Av Kjetil Hausken, Country Manager for Geminor i Norge.
Av Kjetil Hausken, Country Manager for Geminor i Norge.

– Far from sustainable to landfill waste during an energy crisis

December 20, 2022
Written by 

Across Europe, there is now enough final treatment capacity to make significantly more use of our residual waste. With an ongoing energy crisis, it therefore makes little sense for valuable waste to end up in landfills.

The temperature is dropping in Europe, both in terms of the temperature gauge and an economy affected by stagflation and ongoing warfare. Reduced trade activity means less availability of both household and commercial waste. And with a lack of waste, the supply of waste fuel for the many WtE plants around Europe - whose task of producing both electricity and heat is becoming increasingly important - is also falling.

More waste needs to be recycled

Last year, around 2 million tons of waste fuels (WDF) were imported into Scandinavia to meet the needs of energy recovery plants. The challenge today is that the demand for residual waste-to-energy is increasing due to more developed capacity and reduced waste volumes in Europe. Germany, the EU's largest producer of district heating and energy from RDF, has moved from being a waste exporter to an importer, and several EU countries are now 'hunting' for waste resources wherever they can find them. In the current situation, exporting countries such as Italy have been a significant contributor of RDF, thus preventing an even greater imbalance in the market.

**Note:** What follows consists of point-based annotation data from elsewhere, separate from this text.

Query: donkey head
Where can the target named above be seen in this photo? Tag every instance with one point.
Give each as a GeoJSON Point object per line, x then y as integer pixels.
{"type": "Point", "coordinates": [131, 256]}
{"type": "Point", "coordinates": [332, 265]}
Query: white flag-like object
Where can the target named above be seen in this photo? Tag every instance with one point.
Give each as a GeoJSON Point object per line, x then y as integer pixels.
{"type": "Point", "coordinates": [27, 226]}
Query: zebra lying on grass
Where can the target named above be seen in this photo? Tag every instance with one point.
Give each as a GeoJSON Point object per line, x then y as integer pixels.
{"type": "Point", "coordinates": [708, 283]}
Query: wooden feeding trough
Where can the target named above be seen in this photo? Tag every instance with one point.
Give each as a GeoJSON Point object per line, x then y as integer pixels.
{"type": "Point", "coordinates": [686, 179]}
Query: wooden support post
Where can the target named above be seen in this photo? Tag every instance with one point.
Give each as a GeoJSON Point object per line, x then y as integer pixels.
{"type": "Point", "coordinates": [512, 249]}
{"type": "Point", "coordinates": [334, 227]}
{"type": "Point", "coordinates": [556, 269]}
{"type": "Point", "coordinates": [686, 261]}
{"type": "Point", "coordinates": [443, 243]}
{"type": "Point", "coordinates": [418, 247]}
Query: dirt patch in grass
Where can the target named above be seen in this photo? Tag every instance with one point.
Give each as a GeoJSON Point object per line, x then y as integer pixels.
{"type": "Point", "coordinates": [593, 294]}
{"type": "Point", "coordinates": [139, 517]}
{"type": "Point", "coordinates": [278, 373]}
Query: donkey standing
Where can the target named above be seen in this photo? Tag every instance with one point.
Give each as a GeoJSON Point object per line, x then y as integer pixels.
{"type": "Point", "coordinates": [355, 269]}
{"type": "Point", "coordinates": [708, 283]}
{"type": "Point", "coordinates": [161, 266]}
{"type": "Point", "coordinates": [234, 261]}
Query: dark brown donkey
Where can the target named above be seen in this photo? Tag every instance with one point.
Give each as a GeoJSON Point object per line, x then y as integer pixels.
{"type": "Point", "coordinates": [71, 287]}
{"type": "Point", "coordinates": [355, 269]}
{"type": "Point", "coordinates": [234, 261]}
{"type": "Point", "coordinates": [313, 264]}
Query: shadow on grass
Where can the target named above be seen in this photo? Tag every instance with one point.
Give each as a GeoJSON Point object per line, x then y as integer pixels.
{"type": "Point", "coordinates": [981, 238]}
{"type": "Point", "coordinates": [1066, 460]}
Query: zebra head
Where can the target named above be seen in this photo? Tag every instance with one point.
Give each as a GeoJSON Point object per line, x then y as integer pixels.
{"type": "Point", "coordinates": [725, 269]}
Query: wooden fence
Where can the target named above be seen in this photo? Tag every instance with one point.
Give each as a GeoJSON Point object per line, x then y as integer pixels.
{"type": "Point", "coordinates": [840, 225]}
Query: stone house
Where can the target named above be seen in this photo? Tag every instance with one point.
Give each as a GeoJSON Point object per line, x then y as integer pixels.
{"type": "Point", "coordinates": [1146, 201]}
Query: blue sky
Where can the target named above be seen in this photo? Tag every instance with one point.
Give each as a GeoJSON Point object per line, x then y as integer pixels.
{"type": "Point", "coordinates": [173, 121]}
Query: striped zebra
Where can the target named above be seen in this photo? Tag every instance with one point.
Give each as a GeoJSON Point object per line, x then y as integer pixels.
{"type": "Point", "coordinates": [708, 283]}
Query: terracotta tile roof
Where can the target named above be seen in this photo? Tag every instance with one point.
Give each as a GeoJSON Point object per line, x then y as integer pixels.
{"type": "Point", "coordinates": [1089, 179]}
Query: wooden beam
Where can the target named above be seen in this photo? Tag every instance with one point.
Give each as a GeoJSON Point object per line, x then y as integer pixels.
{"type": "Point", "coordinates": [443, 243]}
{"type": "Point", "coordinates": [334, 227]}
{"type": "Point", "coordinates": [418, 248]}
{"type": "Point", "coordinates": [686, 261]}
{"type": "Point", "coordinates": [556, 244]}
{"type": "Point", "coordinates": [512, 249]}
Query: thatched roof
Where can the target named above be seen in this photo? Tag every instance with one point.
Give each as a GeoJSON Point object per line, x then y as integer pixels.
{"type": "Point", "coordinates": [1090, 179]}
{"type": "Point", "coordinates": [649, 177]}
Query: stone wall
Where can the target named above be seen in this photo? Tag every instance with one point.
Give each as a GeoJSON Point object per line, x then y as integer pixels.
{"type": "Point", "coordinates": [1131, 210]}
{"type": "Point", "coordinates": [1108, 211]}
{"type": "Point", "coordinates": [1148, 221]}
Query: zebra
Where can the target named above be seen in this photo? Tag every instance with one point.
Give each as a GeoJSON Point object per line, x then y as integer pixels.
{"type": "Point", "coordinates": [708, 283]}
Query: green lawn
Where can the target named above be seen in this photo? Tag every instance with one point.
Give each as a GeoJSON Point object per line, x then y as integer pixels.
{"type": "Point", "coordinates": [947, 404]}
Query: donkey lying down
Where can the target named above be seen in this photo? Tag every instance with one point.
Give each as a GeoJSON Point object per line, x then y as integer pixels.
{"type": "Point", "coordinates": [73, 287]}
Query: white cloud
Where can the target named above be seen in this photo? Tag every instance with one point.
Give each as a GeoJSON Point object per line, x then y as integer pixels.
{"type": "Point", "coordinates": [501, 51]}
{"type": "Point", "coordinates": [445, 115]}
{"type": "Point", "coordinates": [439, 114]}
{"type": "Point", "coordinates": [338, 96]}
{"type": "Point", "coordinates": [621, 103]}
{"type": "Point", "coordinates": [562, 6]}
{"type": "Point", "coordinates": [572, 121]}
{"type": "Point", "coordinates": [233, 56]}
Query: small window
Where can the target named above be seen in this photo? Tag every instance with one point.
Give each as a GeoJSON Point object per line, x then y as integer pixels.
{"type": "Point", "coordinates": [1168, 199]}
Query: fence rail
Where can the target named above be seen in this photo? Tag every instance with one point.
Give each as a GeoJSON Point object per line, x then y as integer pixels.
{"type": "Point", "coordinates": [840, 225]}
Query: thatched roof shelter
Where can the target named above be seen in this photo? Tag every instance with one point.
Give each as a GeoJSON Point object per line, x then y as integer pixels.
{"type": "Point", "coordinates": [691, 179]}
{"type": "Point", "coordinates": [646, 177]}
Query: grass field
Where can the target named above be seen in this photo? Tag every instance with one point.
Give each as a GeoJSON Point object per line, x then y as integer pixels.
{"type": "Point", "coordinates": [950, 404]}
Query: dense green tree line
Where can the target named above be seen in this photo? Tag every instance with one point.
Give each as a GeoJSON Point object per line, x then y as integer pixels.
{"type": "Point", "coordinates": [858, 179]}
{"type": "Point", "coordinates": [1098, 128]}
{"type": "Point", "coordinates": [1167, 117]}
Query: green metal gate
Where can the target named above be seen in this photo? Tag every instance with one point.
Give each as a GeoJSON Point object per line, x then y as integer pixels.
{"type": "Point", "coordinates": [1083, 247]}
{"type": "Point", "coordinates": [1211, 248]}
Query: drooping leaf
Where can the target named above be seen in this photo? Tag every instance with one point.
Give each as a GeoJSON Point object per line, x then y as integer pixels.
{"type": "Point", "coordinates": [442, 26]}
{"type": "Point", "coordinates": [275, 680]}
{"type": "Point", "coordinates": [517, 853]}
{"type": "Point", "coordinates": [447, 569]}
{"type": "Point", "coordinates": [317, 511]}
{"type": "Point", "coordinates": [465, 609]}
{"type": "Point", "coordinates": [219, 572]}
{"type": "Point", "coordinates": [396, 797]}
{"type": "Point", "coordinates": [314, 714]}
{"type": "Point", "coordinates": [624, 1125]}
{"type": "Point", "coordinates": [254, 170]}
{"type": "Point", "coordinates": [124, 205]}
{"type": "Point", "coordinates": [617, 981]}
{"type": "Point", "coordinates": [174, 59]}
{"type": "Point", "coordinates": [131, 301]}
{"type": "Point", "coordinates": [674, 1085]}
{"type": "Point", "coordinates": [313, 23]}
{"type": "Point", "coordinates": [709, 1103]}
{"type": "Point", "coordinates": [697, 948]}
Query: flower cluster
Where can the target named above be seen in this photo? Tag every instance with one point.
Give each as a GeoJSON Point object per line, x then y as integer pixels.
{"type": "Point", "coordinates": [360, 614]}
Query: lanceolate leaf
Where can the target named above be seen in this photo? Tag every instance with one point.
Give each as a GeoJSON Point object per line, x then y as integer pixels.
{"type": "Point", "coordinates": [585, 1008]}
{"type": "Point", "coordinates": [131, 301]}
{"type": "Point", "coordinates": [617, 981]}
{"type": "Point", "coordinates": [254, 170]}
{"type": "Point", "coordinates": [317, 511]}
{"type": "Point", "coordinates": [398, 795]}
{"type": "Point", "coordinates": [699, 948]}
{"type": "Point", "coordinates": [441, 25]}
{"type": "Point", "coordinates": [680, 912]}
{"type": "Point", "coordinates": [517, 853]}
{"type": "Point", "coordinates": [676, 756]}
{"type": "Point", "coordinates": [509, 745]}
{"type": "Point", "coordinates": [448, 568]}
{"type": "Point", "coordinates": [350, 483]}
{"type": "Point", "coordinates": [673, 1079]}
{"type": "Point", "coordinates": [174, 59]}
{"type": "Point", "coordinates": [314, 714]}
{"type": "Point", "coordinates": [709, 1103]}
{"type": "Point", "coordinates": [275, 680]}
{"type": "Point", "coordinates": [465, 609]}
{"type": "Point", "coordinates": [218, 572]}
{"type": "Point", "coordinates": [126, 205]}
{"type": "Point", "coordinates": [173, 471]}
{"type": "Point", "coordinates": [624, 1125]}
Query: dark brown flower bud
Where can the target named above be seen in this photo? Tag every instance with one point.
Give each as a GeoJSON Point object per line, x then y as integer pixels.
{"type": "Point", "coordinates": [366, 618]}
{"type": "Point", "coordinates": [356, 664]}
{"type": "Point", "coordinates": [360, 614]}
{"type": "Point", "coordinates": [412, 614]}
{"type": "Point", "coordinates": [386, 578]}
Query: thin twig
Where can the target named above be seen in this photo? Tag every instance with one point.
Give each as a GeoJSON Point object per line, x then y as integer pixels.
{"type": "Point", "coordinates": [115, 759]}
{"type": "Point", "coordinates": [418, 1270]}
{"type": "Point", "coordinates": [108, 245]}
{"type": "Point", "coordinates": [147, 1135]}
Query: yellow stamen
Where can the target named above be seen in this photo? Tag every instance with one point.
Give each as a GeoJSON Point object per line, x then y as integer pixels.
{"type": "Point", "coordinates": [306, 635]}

The current lack of waste volumes has two main consequences: First, it creates uncertainty about the ability of operators to produce energy or recycle products as normal. The second effect is that sharply declining gate fees weaken the economics of many district heating plants. Market participants are used to fluctuations, but the current situation is pushing prices so hard that many plants are reducing production rather than using their maximum capacity in tonnage.

The situation is also a challenge in terms of sustainability. One example is the cement industry, which, in the absence of waste fuels, may have to produce energy using more polluting fossil fuels. Another is that all the waste that ends up in landfills creates large emissions of methane gases.

RDF provides a lot of energy in a WtE plant - but not buried underground, says the author of the article.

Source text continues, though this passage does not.